– Он всеми «помыкает», тем более, мне кажется, что он ведет себя очень разумно и совершенно ненавязчиво.
– Все равно я его ненавижу и за бананами не пойду. Вот. – Она перевернулась на живот, давая понять, что разговор окончен.
– Вики, – помолчав, начал Ник, – нельзя так. Нам нельзя ссориться. Нас всего семеро, и мы должны держаться вместе, пока не приедут спасатели.
– Я никому ничего не должна! И никто за нами не приедет!
– Я уверен, власти начнут искать утонувший катер. Ведь фирма, которая устраивает эти прогулки, где-то числится, а значит, заявит о пропаже экскурсионной группы.
– А может, это какая-то частная лавочка, которой все равно, живы клиенты или нет, лишь бы деньги целы остались. Они смотаются с острова, и концы в воду… Да уж. Концы действительно в воду.
– Давай лучше поговорим о чем-нибудь приятном.
– О бананах.
– Не надо.
– Тогда о чем?
– Расскажи о себе. Кто ты? Чем занимаешься, где живешь, сколько тебе лет? Какие фильмы любишь смотреть, какие книжки читать, что предпочитаешь…
– На ужин?
– Послушай, не надо шутить о еде.
– Бананы!
– Вики. Успокойся. Правда, расскажи о себе.
– Да ничего интересного. Дура набитая. – Она снова повернулась к нему спиной и стала чертить пальцем на песке.
– Ну что ты!
– Да, так считает мое начальство. Оно меня не любит, я плохо работаю. Кроме шмоток и ночных клубов ни в чем не разбираюсь.
– Так уж и ни в чем?
– В мужчинах немножко. – Вики покосилась через плечо на своего собеседника и поняла, что тот готов «заглотить наживку».
Она запомнила этого Ника еще в самый первый день путевки. Он поселился в номере напротив и двое суток откровенно таскался всюду за ней. Сначала ей это льстило, а потом начало злить. Виктория готовилась в самых суровых выражениях попросить, чтобы ее оставили в покое. Последней каплей в чаше ее терпения стала поездка «для любителей очень острых ощущений», где она, едва оказавшись на катере, первым делом увидела Ника… Только вынужденное проживание на одном острове заставило Вики благосклонно отнестись к его настойчивым ухаживаниям. Но ведь не мог же он предположить или, хуже того, подстроить эту катастрофу!
– Это неудивительно. Ты очень красивая.
– К сожалению, сейчас на меня твои комплименты не действуют никак. Ты зря стараешься.
– Ну хорошо. А где ты работаешь?
– В журнале. В газете. На телевидении.
– То есть… Что, везде и сразу?
– Типа того. В большой-пребольшой конторе, которая занимается многими СМИ-направлениями.
– Ты журналист?
– Да. Пишу о шмотках и о клубах. Или снимаю сюжеты.

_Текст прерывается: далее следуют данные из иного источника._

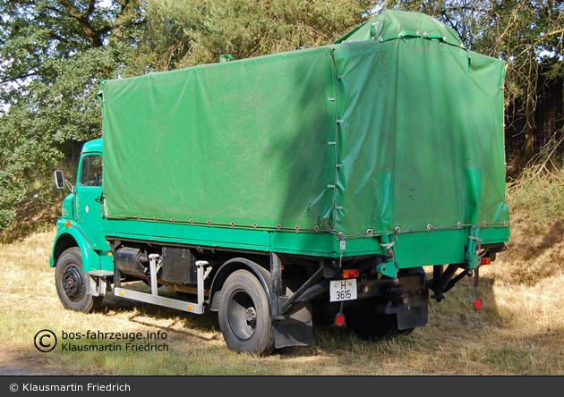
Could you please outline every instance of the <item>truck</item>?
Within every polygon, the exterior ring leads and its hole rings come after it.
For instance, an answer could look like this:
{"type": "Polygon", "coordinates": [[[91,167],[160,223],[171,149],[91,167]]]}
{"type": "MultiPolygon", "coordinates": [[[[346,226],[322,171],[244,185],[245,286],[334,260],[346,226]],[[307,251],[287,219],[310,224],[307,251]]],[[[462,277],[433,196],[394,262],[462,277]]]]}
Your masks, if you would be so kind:
{"type": "Polygon", "coordinates": [[[384,11],[332,45],[101,81],[102,138],[76,186],[54,173],[62,304],[218,312],[257,355],[314,325],[425,326],[509,239],[504,78],[435,19],[384,11]]]}

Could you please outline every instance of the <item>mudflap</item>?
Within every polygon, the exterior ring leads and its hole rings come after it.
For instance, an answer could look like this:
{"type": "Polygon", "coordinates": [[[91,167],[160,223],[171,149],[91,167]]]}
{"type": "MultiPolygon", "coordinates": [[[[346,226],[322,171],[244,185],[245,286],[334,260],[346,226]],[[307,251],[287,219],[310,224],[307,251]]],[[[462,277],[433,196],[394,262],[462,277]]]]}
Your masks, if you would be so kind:
{"type": "Polygon", "coordinates": [[[274,321],[276,349],[288,346],[311,346],[312,340],[313,322],[311,302],[285,313],[283,320],[274,321]]]}

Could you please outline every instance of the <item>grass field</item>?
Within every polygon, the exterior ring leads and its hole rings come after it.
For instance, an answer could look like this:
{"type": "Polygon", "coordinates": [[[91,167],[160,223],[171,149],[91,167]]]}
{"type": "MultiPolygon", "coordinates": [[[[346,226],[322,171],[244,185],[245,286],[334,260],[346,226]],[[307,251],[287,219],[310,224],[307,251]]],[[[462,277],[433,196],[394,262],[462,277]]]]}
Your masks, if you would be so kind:
{"type": "Polygon", "coordinates": [[[0,245],[4,375],[564,375],[562,218],[549,222],[526,213],[511,215],[508,251],[481,268],[481,310],[473,307],[474,283],[467,278],[446,300],[432,300],[428,325],[409,336],[369,342],[352,336],[346,326],[319,327],[312,346],[265,358],[228,351],[213,312],[184,314],[111,293],[93,314],[64,309],[47,261],[54,238],[55,230],[48,230],[0,245]],[[59,339],[48,353],[38,351],[33,342],[43,329],[59,339]],[[160,331],[159,339],[142,342],[166,345],[167,351],[128,351],[128,341],[62,338],[63,332],[89,331],[143,335],[160,331]],[[64,342],[111,342],[116,350],[64,351],[64,342]]]}

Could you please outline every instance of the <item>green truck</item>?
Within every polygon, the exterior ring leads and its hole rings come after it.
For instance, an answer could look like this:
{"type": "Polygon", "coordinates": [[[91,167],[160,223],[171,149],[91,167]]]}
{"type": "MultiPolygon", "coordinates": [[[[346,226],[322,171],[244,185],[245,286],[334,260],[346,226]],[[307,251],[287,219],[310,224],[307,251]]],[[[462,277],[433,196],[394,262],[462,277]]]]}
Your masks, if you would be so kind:
{"type": "Polygon", "coordinates": [[[55,172],[65,308],[217,311],[229,349],[269,354],[313,325],[407,334],[506,249],[502,61],[397,11],[230,59],[101,82],[102,138],[76,186],[55,172]]]}

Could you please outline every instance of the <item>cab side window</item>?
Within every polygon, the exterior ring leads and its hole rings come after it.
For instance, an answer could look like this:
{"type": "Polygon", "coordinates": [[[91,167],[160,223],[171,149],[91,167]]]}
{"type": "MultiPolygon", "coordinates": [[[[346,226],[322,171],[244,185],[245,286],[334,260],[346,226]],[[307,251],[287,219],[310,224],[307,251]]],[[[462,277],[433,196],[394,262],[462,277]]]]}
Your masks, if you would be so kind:
{"type": "Polygon", "coordinates": [[[81,165],[81,186],[102,186],[102,156],[87,156],[81,165]]]}

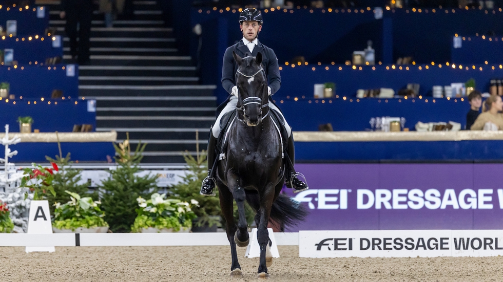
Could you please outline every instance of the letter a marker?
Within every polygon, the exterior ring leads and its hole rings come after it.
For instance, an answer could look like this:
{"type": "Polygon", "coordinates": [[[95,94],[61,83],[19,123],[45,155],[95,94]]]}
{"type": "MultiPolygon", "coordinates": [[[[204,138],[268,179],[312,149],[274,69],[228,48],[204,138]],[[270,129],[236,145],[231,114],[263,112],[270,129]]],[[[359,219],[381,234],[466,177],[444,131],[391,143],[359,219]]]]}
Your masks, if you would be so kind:
{"type": "MultiPolygon", "coordinates": [[[[30,206],[30,217],[28,221],[28,234],[52,234],[52,225],[51,214],[47,201],[32,201],[30,206]]],[[[32,252],[55,251],[54,246],[34,247],[27,246],[25,251],[32,252]]]]}

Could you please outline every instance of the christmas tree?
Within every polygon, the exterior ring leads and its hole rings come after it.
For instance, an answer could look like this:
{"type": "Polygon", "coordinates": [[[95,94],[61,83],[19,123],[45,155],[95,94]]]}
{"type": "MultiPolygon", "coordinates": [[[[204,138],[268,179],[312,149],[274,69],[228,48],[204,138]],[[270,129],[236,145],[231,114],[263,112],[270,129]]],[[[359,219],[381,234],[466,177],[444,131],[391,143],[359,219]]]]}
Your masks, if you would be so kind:
{"type": "Polygon", "coordinates": [[[137,198],[149,199],[157,190],[157,176],[137,174],[140,171],[138,165],[146,145],[139,143],[131,154],[129,135],[123,143],[113,145],[118,165],[110,171],[110,178],[102,182],[100,189],[103,192],[101,208],[105,212],[104,219],[114,232],[130,232],[137,216],[137,198]]]}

– А-а! – с подчеркнутым уважением в голосе протянул Ник. – Это, наверно, жутко интересно! Никогда не был близко знаком с журналистами. Ты из-за работы так переживаешь?
– Да.
– А… ммм… Неужели тебя не утешает… ммм… личная жизнь?
– Не мычи, спроси лучше прямо: «ты свободна?».
Ник расхохотался.
– Все журналистки такие смелые?
– А чего тут смелого-то?
– Ну что ж: ты свободна?
– Да!
– Ты его бросила?
– А почему не он меня?
– Не поверю, что такую красивую…
– Так ведь красивые они редко бывают умные. И наоборот. А ты кого бы предпочел, Ник: страшненькую интеллектуалку или глупую блондинку типа меня?
– А я уже предпочел! – Ник выразительно водил взглядом по ее формам.
– Отвали.
– Ладно, прости. Я же шучу… – Он легонько коснулся ее плеча, и Вики резко отдернула руку.
Она злилась на себя: кокетничать с этим Ником, который помимо атлетических форм и нахального взгляда ничем не примечателен, совсем не входило в ее планы. Но губы сами расплываются в улыбке, а на щеках появляются ямочки, стоит только ему заговорить с ней.
– Вики, а кто твои родители?
– Никто.
– Вчера ты что-то говорила про папу.
– Он в Австралии.
– Ничего не понимаю. Ты же из Нью-Йорка.
– Ну и что. Он мотается по всему миру, когда приходит охота.
– Он не работает?
Вики вздохнула:
– Работает.
– У него работа связана с разъездами?
– Да. Он оператор-любитель. Снимает дикую природу.
– И его отпускают, «когда приходит охота»?
– Да видишь ли… Он сам себя отпускает. Он как раз хозяин всего этого безобразия, из которого меня чуть не уволили.
– О-о. Значит, ты у нас дочка…
– Да! А еще я взбалмошная, капризная самодурочка, которая не видела настоящей жизни и привыкла к дармовым деньгам!
– Ты уже два раза назвала себя дурочкой. И, по-моему, не заслуженно. Ты обиделась на своего папу? – В этом вопросе, а вернее в тоне, каким он был задан, звучало столько умиленной снисходительности, что она разозлилась еще сильней.